Di tengah gejolak politik dan perubahan besar di Indonesia pasca-reformasi, satu nama mencuat sebagai simbol toleransi, keberanian, dan pluralisme: Abdurrahman Wahid, atau yang lebih akrab disapa Gus Dur. Tokoh yang satu ini bukan hanya dikenal sebagai pemimpin umat, tetapi juga sebagai pemimpin bangsa dengan pandangan yang melampaui zamannya. Dari dunia pesantren hingga Istana Merdeka, perjalanan Gus Dur adalah kisah tentang perjuangan, kemanusiaan, dan keberanian berpikir merdeka.

“Tidak penting apa agama dan sukumu, kalau kamu bisa melakukan sesuatu yang baik untuk semua orang, orang tidak pernah tanya apa agamamu.”
— Abdurrahman Wahid
Anak Pesantren yang Mendunia
Gus Dur lahir pada 7 September 1940 di Jombang, Jawa Timur, dari keluarga ulama terpandang. Ia adalah cucu dari KH Hasyim Asy’ari, pendiri Nahdlatul Ulama (NU), dan putra KH Wahid Hasyim, Menteri Agama pertama RI. Sebagai anak pesantren, Gus Dur tumbuh dalam tradisi keilmuan Islam yang kuat, namun pikirannya terbuka terhadap dunia luar.

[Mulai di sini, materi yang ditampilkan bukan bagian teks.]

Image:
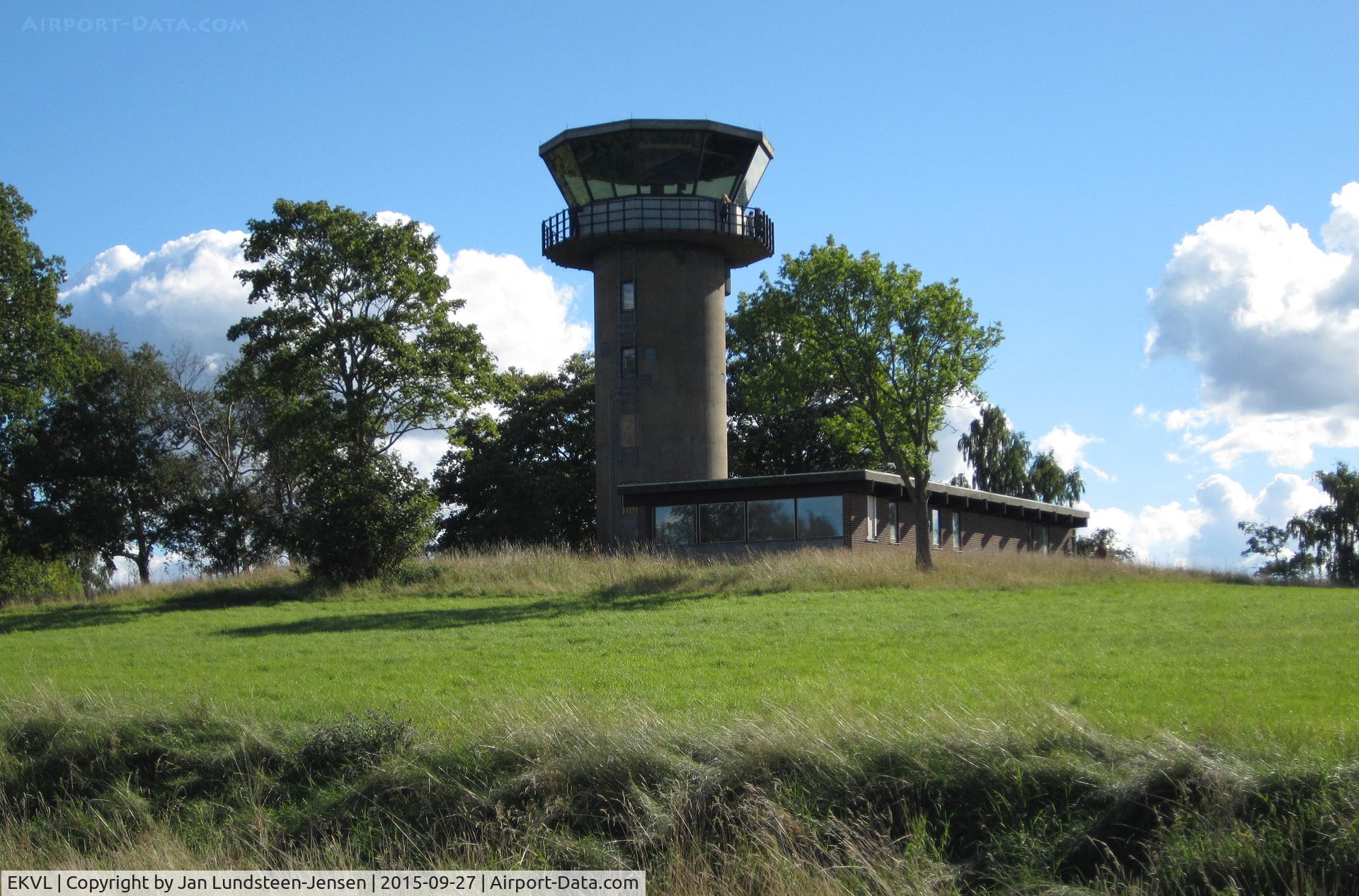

Ia melanjutkan pendidikan ke luar negeri: Mesir (Universitas Al-Azhar), Irak (Universitas Baghdad), dan sempat studi di Prancis serta Belanda. Di sanalah ia memperkaya pemikirannya dengan ide-ide demokrasi, hak asasi manusia, dan filsafat Barat. Perpaduan antara nilai Islam tradisional dan modernisme inilah yang membentuk karakter unik Gus Dur.